"Don't you get fed up with Depôt life, Bull?"

"I have been fed up with life, Depôt and otherwise, for over twenty years," was the reply.... "Don't forget that life here in Sidi is a great deal better than life in a desert station in the South. It is supportable anyhow; there--it simply isn't; and those who don't desert and die, go mad and die. The exceptions, who do neither, deteriorate horribly, and come away very different men.... Make the most of Sidi, my boy, while you are here, and remember that foreign service, when in Tonkin, Madagascar, or Western Africa, inevitably means fever and dysentery, and generally broken health for life.... Moreover, Algeria is the only part of the French colonial possessions in which the climate lets one enjoy one's pipe."

That very night, shortly after the caserne had fallen silent and still, its inmates wrapped in the heavy sleep of the thoroughly weary, an alarm-bugle sounded in the barrack-square, and, a minute later, non-commissioned officers hurried from room to room, bawling, "Aux armes! Aux armes! Aux armes!" at the top of their voices.

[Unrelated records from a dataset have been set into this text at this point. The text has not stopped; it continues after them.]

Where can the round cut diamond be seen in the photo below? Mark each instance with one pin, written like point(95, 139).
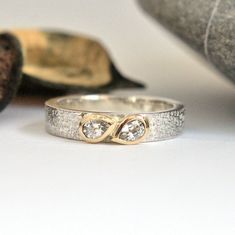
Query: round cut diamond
point(132, 130)
point(95, 128)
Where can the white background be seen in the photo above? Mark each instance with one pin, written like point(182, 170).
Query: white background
point(50, 185)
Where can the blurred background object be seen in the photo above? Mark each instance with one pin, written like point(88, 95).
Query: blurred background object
point(55, 63)
point(208, 26)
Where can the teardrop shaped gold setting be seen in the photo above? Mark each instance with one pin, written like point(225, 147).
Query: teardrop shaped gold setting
point(132, 130)
point(95, 128)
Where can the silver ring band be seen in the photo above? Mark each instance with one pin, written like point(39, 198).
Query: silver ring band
point(105, 118)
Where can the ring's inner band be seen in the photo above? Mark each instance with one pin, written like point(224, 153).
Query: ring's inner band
point(99, 103)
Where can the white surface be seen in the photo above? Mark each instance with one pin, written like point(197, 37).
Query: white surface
point(185, 186)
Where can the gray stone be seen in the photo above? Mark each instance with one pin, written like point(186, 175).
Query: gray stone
point(208, 26)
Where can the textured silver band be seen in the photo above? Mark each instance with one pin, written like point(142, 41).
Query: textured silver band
point(64, 115)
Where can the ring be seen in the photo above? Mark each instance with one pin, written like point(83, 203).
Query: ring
point(106, 118)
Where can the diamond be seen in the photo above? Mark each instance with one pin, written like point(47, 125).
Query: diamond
point(95, 128)
point(132, 130)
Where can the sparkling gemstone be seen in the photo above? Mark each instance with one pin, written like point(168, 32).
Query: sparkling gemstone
point(132, 130)
point(95, 128)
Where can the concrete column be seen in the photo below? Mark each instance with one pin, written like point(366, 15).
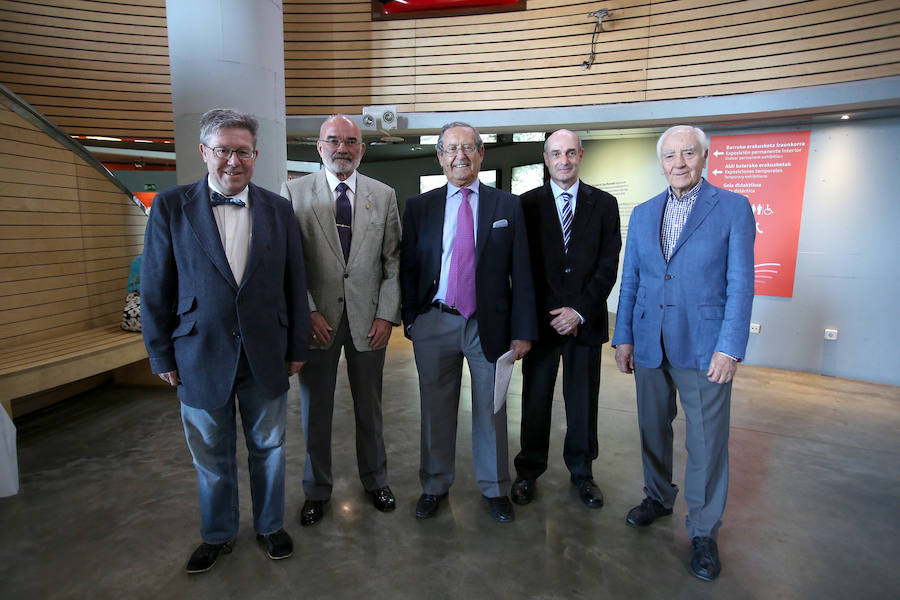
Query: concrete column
point(228, 54)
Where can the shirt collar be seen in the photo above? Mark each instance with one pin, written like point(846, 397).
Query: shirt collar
point(691, 195)
point(452, 189)
point(243, 195)
point(557, 190)
point(333, 181)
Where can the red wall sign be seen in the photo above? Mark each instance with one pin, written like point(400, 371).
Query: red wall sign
point(770, 169)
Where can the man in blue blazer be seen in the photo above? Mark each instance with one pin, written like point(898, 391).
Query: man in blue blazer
point(467, 293)
point(682, 325)
point(225, 319)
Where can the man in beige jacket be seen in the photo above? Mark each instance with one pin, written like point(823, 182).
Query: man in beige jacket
point(350, 227)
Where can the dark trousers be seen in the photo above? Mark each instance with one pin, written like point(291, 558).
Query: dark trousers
point(581, 389)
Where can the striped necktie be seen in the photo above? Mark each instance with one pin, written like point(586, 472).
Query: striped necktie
point(567, 219)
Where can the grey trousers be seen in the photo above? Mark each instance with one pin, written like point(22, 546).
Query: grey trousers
point(317, 381)
point(707, 412)
point(440, 342)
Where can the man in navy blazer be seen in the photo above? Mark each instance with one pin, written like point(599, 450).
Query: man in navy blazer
point(225, 319)
point(682, 325)
point(437, 260)
point(574, 238)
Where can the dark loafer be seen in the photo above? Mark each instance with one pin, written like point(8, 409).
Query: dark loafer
point(427, 505)
point(278, 544)
point(523, 490)
point(205, 556)
point(590, 494)
point(383, 499)
point(501, 509)
point(646, 512)
point(705, 558)
point(312, 512)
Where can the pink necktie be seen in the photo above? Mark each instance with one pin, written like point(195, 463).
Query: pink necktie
point(461, 281)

Rupert sat up in his bed, as Corporal Achille Martel began to shout, "Levez-vous donc. Levez-vous! Faites le sac! Faites le sac! En tenue de Campagne d'Afrique."

"'Ooray!" shrilled 'Erb. "Oo-bloomin'-ray."

"Buck up, Rupert," said John Bull. "We've got to be on the barrack-square in full 'African field equipment' in ten minutes."

The chambrée became the scene of feverish activity, as well as of delirious excitement and joy. In spite of it being the small hours of the morning, every man howled or whistled his own favourite song, without a sign of that liverish grumpiness which generally accompanies early-morning effort. The great Luigi's slaves worked at double pressure since they had to equip their lord and master as well as themselves. Feodor Kyrilovitch appeared to pack his own knapsack with one hand and that of Mikhail with the other, while he whispered words of cheer and encouragement. The Dutch boy, Hans Djoolte, having finished his work, knelt down beside his bed and engaged in prayer. Speculation was rife as to whether France had declared war on Morocco, or whether the Arabs were in rebellion, for the hundredth time, and lighting the torch of destruction all along the Algerian border.

In ten minutes from the blowing of the alarm-bugle, the Battalion was on parade in the barrack-square, every man fully equipped and laden like a beast of burden. One thought filled every mind as the ammunition boxes were brought from the magazine and prised open. What would the cardboard packets contain? A few seconds after the first packet had been torn open by the first man to whom one was tossed, the news had spread throughout the Battalion.

Ball-Cartridge!

The Deity in that moment received the heartfelt fervid thanks of almost every man in the barrack-square, for ball-cartridge meant active service--in any case, a blessed thing, whatever might result--the blessing of death, of promotion, of decorations, of wounds and discharge from the Legion. The blessing of change, to begin with.